ACTIVATION OF PROTEIN-KINASE-C BY PHOSPHATIDYLINOSITOL 3,4,5-TRISPHOSPHATE

Phosphatidylinositol 3-kinase (PI 3-kinase) was partially purified from rat liver cytosol and used to synthesize phosphatidylinositol 3,4,5-trisphosphate (PIP3), using phosphatidylinositol 4,5-bisphosphate (PIP2) as a substrate. Purified PIP3 (free of chromatographic oxalate) activated protein kinase C (PKC) in the presence of phosphatidylserine and calcium (PKC-cofactors) in a concentration-dependent manner. In the absence of these cofactors, effect of PIP3 was not observed. Comparison of the effects of PIP3 and PIP2 on PKC activity indicates that PIP3 is a more potent PKC-activator than PIP2. The affinity of PKC to PIP3 was 4 fold higher than that to PIP2 (K(PIP3) = 0.022 and K(PIP2) = 0.087 mol%), while its maximal velocity (V(max)) was similar to that of PIP2-stimulated PKC activity (0.4-0.5 μmol/mg/min).
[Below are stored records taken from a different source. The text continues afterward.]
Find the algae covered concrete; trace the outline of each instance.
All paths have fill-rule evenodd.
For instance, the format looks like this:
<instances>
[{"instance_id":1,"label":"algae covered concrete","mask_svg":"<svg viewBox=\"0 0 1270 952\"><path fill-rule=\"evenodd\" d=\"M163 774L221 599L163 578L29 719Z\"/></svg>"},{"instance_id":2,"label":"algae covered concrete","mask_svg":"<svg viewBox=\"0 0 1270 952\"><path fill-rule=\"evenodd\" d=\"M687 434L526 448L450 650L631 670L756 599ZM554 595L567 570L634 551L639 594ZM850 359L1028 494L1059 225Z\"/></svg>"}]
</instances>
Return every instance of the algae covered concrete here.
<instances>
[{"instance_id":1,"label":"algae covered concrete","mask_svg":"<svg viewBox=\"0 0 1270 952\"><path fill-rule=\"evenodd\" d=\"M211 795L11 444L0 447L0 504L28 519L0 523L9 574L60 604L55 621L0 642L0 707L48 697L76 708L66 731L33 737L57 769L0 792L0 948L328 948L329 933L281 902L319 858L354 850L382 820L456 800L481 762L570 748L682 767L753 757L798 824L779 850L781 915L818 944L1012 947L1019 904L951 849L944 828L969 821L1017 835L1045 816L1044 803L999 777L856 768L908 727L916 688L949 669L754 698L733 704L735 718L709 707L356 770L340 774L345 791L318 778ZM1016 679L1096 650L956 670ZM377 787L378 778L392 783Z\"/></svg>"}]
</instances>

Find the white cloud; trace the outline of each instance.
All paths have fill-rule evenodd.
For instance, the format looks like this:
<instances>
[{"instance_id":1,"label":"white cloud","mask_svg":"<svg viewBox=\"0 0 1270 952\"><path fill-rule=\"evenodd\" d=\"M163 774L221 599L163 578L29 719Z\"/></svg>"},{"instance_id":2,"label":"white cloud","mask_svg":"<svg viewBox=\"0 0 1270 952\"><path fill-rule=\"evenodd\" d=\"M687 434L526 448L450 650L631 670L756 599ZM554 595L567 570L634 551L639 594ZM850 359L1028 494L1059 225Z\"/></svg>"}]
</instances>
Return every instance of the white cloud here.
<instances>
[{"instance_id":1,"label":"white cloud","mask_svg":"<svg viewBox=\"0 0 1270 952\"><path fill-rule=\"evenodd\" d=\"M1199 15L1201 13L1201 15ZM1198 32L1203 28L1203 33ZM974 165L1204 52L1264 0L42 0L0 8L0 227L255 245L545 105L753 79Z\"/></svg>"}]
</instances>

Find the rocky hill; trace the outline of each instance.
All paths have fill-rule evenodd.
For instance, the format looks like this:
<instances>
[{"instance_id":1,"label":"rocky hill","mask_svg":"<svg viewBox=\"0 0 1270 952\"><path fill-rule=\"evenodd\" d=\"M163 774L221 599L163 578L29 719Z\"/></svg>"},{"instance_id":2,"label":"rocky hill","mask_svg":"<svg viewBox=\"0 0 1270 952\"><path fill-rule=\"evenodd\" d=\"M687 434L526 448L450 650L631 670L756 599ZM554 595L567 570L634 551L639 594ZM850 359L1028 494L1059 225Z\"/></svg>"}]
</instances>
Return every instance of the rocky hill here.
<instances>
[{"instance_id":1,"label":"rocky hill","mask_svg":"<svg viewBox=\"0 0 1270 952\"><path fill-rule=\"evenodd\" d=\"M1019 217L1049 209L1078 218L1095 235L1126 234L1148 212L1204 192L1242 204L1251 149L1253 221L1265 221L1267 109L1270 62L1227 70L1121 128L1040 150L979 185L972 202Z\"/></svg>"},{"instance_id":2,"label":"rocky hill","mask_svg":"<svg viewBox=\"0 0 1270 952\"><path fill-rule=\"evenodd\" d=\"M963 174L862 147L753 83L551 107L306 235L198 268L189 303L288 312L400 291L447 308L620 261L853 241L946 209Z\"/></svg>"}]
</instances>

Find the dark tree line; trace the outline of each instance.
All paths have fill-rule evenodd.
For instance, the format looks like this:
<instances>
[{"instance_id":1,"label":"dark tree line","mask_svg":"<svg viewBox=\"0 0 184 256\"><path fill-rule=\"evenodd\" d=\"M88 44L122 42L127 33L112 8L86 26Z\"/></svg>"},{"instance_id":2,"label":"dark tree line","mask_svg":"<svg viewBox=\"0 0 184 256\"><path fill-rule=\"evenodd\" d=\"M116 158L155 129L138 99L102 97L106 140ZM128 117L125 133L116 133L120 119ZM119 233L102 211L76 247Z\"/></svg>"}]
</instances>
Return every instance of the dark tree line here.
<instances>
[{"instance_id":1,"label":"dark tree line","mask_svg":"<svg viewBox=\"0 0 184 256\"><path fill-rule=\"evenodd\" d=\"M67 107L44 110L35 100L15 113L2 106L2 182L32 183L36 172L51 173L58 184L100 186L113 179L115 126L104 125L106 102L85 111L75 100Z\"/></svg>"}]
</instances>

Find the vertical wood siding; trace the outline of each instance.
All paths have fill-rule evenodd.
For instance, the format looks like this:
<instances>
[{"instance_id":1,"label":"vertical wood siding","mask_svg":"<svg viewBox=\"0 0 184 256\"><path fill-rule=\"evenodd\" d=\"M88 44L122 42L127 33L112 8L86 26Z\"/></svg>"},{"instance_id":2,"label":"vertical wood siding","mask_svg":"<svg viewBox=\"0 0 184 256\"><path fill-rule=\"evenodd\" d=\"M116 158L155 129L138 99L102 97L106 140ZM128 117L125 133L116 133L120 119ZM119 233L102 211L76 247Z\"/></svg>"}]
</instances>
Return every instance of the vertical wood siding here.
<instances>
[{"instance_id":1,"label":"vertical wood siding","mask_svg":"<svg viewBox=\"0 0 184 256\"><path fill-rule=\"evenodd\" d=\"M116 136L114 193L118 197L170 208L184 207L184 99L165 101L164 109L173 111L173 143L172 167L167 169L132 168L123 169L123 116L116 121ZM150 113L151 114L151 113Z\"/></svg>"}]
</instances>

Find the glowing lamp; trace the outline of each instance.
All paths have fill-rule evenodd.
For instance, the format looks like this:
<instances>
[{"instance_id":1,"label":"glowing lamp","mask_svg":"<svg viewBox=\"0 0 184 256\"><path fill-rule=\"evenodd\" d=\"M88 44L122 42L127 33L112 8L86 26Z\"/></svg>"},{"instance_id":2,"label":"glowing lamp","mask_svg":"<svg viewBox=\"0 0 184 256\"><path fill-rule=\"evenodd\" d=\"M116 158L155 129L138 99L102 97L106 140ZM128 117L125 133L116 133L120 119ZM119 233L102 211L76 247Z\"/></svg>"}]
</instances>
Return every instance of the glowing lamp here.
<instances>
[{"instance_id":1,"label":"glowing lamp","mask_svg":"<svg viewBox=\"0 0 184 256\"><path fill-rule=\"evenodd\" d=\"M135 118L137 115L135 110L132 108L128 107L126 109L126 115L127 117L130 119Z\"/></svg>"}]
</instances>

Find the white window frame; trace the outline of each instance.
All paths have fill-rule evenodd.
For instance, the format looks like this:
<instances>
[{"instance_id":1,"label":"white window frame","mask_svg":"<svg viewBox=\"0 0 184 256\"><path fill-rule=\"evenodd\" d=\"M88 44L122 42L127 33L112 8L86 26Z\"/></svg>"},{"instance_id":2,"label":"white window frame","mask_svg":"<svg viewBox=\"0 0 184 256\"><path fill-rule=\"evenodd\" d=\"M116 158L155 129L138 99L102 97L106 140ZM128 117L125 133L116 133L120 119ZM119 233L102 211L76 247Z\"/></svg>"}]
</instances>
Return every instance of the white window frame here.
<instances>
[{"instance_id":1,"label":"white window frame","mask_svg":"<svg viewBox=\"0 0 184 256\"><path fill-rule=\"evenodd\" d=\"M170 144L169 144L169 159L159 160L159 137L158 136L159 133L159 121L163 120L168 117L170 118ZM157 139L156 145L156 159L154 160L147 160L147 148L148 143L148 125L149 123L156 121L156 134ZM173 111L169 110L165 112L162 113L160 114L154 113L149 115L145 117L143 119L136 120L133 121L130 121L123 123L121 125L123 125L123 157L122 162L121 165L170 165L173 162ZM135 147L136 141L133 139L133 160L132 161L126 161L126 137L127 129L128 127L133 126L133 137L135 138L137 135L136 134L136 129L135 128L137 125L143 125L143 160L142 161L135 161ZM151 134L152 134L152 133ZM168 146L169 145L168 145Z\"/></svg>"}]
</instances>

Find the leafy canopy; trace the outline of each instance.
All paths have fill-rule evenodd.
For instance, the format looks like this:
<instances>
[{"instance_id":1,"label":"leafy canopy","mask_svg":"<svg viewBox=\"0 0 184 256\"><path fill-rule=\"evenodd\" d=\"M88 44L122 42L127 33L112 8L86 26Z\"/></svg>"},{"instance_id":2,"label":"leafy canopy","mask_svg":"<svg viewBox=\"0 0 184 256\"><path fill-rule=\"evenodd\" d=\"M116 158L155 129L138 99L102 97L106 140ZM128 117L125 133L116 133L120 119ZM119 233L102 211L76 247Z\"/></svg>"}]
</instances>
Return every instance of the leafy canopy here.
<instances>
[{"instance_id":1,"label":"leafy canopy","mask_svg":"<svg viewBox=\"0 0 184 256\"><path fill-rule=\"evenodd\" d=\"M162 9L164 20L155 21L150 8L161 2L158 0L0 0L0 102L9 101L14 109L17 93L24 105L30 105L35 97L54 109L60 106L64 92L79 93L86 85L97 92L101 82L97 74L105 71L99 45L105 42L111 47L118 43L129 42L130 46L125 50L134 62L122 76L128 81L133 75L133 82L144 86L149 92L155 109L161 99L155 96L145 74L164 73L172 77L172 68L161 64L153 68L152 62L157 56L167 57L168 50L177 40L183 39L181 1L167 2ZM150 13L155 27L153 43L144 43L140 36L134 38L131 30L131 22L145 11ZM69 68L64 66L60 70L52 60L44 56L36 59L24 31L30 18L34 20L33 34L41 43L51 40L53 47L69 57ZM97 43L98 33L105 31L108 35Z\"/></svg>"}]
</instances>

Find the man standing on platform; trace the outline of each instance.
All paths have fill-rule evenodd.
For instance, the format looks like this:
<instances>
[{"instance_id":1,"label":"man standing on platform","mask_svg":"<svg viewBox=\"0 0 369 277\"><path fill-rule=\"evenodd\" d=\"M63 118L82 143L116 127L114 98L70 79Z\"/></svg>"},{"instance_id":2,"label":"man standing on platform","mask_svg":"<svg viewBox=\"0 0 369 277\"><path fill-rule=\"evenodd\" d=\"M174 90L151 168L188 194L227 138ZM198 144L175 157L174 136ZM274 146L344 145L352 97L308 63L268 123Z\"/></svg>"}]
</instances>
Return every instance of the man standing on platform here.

These results suggest a physiological role for PIP3 in signal transduction, and support the previous finding (Chauhan et al. (1991) Arch. Biochem. Biophys. 287, 283) that PKC-activation by phosphoinositides increases with the state of phosphorylation of these lipids. We propose that PIP3 by activating PKC may initiate a cascade of events from PIP3 →PKC-activation → effects on other protein kinases such as MAP-kinase →gene expression. © 1993 Academic Press, Inc.